Si bien es evidente que durante el transcurso de sus 105 minutos, la cinta revela las dificultades de la transculturación entre Oriente y Occidente, desde la chocante transliteración de la “r” por la “l”, hasta la casi imposible tarea de conciliar el sueño en un interminable jetlag. Queda claro, luego de leer entre líneas el trabajo narrativo, que no es el fin último del filme su exposición, sino que es una suerte de pretexto para formar vórtices de confusión paralelos a la propia confusión de sus protagonistas y sus momentos de realidad y vida. Charlotte mira sorprendida a un chico en el metro que lee manga pornográfico al mismo tiempo que se sobrecoge en una ceremonia budista. Bob intenta comprender el funcionamiento de una máquina elíptica mientras trata de bañarse bajo una regadera poco ajustada a su altura. Lo importante para Coppola no son las diferencias ni los momentos de sorpresa o comedia que surgen en estos choques culturales, lo importante es siempre el cambio que detona en el personaje, por eso siempre nos lo muestra, con detalle y con paciencia. Bob le pide a su esposa modificar su dieta americana a una más asiática, justo cuando Charlotte llama a su mejor amiga para contarle lo desconcertante de su propia imagen ante una realidad que desconocía.

Quizás lo más desconcertante resulte la posibilidad del romance entre los protagonistas, siempre latente. Aunque hay una mirada, un acercamiento, este, por momentos, resulta casi paternal, como cuando Bob acuesta a Charlotte en su cama y la cobija, o cuando le toma el pie mientras intentan dormir en la madrugada japonesa. Sin embargo, la tensión se acumula a lo largo del filme, a tal grado que es imposible no sentir desprecio por el affaire de Harris con la cantante, tensión que termina por liberarse en la primera de tres despedidas, la del elevador, donde hay un beso casi imposible, deseado, pero contenido. En esta escena, Coppola demuestra la genialidad narrativo-formal para presentar aquello que solo se puede percibir, y que solo ha sentido aquel que ha tenido el amor en sus manos, pero no lo puede abrazar.

Cuando veo la película bajo la lente del presente, me queda claro por qué sentí una y mil veces que me hablaba y me comprendía. No solo cuando crucé la multitransitada vialidad de Tokio, ni por identificarme con las discrepancias del lenguaje o de la gastronomía asiática, sino, en primer lugar, por la sensación ocasional de estar perdido en el camino, la percepción real o subjetiva de que todos llevan su camino y yo solo encuentro palabras incomprensibles, y mucho más por la reacción y propulsión que esos momentos dan en el transcurso de la vida, esa sensación de encontrar sentido y trascendencia en medio del ruido. Esa extraña percepción de poder comprender un mensaje no verbal que estaba ahí, esperando a ser descifrado.
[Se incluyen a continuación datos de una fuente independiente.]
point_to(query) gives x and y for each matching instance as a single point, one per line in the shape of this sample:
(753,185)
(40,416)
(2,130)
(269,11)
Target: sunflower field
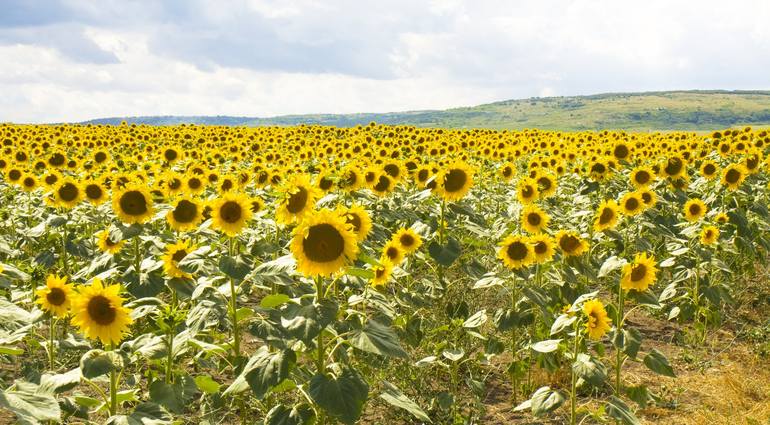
(373,274)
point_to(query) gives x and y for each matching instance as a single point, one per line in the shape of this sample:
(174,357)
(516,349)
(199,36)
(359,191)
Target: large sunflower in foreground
(132,204)
(515,252)
(299,198)
(230,213)
(640,274)
(597,323)
(99,313)
(56,296)
(323,243)
(454,181)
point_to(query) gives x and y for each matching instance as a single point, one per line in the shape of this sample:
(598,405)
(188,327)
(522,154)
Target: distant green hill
(697,110)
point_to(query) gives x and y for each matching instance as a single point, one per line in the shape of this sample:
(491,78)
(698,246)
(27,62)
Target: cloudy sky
(71,60)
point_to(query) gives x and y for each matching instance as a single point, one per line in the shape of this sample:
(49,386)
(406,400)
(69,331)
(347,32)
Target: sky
(73,60)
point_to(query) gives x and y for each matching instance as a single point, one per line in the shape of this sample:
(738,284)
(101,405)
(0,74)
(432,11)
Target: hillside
(669,110)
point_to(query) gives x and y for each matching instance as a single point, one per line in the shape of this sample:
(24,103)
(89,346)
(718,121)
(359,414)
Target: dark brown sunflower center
(68,192)
(179,255)
(455,180)
(94,191)
(517,251)
(185,211)
(323,243)
(56,296)
(133,203)
(733,176)
(569,243)
(101,311)
(297,201)
(231,212)
(638,272)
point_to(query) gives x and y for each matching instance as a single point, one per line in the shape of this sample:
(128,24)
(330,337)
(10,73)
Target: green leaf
(29,407)
(546,346)
(174,397)
(393,396)
(268,370)
(546,400)
(617,409)
(445,254)
(342,397)
(98,362)
(283,415)
(378,339)
(658,363)
(207,384)
(274,300)
(589,369)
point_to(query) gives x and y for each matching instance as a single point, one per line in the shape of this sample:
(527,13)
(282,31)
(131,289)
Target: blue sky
(71,60)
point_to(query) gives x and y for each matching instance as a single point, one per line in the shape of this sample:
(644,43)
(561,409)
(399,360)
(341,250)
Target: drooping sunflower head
(173,255)
(534,219)
(454,181)
(694,210)
(408,240)
(606,216)
(106,244)
(323,244)
(639,274)
(597,321)
(516,252)
(186,214)
(230,213)
(132,204)
(570,243)
(56,296)
(99,313)
(709,235)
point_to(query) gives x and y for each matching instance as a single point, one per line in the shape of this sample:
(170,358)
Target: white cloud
(268,57)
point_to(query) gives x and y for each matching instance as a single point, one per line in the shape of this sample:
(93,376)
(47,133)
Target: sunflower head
(639,274)
(56,296)
(99,313)
(323,243)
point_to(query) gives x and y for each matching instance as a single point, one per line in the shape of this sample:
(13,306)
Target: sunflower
(173,255)
(358,218)
(299,198)
(534,219)
(542,247)
(106,244)
(606,216)
(570,243)
(99,313)
(95,192)
(631,204)
(56,296)
(527,190)
(640,274)
(382,273)
(597,323)
(733,176)
(408,240)
(67,193)
(516,252)
(186,214)
(694,210)
(230,213)
(323,243)
(132,204)
(454,181)
(393,252)
(709,235)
No es poco lo que se ha disertado acerca de la escena final, la gran despedida, donde Bob le susurra al oído a Charlotte la clave de la felicidad, aquello que transforma las lágrimas de tristeza por las de felicidad. Aunque es imperceptible el mensaje, una vez más, Sofía Coppola no se preocupa por dar un mensaje concreto, sino por la reacción al mensaje, el camino que ahora se ha de andar. Sabemos que ambos regresan a su lugar de origen, los esposos de los protagonistas los esperan, su vida previa los espera, no hay cambios, pero a su vez, ellos regresan nuevos, transformados, se han enriquecido y rescatado el uno al otro sin saber y sin querer. Bob se lleva la sonrisa prístina de Charlotte y ella se queda con la solidez despreocupada del futuro. El beso sella el pacto, es romántico y aunque es una verdadera despedida, deja un lazo indestructible, todo ello solo en el imaginario del espectador.
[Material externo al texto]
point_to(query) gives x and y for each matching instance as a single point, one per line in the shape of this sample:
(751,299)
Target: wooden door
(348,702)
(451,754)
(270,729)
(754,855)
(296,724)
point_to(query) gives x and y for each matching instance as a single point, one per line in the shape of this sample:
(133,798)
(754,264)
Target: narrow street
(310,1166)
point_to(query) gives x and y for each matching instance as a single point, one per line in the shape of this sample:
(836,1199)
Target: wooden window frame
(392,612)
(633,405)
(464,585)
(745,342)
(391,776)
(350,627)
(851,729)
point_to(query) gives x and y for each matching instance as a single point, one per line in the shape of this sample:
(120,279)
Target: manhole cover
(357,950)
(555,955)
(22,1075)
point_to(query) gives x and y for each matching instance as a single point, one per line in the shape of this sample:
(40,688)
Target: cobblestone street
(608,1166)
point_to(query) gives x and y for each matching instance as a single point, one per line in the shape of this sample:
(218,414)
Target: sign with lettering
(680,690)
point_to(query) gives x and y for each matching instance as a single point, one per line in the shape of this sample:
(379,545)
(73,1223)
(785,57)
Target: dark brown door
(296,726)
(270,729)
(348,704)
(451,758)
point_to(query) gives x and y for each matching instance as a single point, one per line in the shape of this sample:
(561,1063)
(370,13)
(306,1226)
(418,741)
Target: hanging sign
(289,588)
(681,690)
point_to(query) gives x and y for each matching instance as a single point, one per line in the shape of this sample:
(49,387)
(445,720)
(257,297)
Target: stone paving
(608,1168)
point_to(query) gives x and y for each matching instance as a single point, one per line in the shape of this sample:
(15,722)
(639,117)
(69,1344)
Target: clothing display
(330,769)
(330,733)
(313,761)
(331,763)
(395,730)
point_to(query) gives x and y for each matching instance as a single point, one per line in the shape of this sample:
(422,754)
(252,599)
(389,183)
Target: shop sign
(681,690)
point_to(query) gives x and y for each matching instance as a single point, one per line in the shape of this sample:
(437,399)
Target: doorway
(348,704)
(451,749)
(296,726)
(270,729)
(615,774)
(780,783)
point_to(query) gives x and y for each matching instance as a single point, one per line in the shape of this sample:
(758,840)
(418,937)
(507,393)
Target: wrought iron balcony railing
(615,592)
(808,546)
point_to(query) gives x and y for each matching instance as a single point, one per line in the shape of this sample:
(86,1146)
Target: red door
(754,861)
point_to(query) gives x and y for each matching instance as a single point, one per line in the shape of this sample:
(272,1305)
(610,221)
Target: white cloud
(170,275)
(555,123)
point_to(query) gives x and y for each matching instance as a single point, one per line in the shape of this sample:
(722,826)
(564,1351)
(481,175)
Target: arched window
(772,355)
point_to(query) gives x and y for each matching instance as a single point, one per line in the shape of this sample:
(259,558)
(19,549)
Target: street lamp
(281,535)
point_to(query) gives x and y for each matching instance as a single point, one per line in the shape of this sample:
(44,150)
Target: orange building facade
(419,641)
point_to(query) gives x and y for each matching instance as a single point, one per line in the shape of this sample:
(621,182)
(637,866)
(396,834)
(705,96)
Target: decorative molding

Lost in Translation es esa obra genial que nos revela un mensaje nuevo cada vez que se ve. No es una película de romance, tampoco es una muestra de transculturación, es una obra que versa acerca del sentido de la vida, no en una forma mística o espiritual, sino en lo cotidiano. Cada secuencia nos expone a una introspección que contrasta lo ajeno con lo que sabemos seguro, de manera que bajo esta reflexión y siempre que podamos leer lo que está allí entre líneas, se extraerá eso por lo que vale la pena vivir.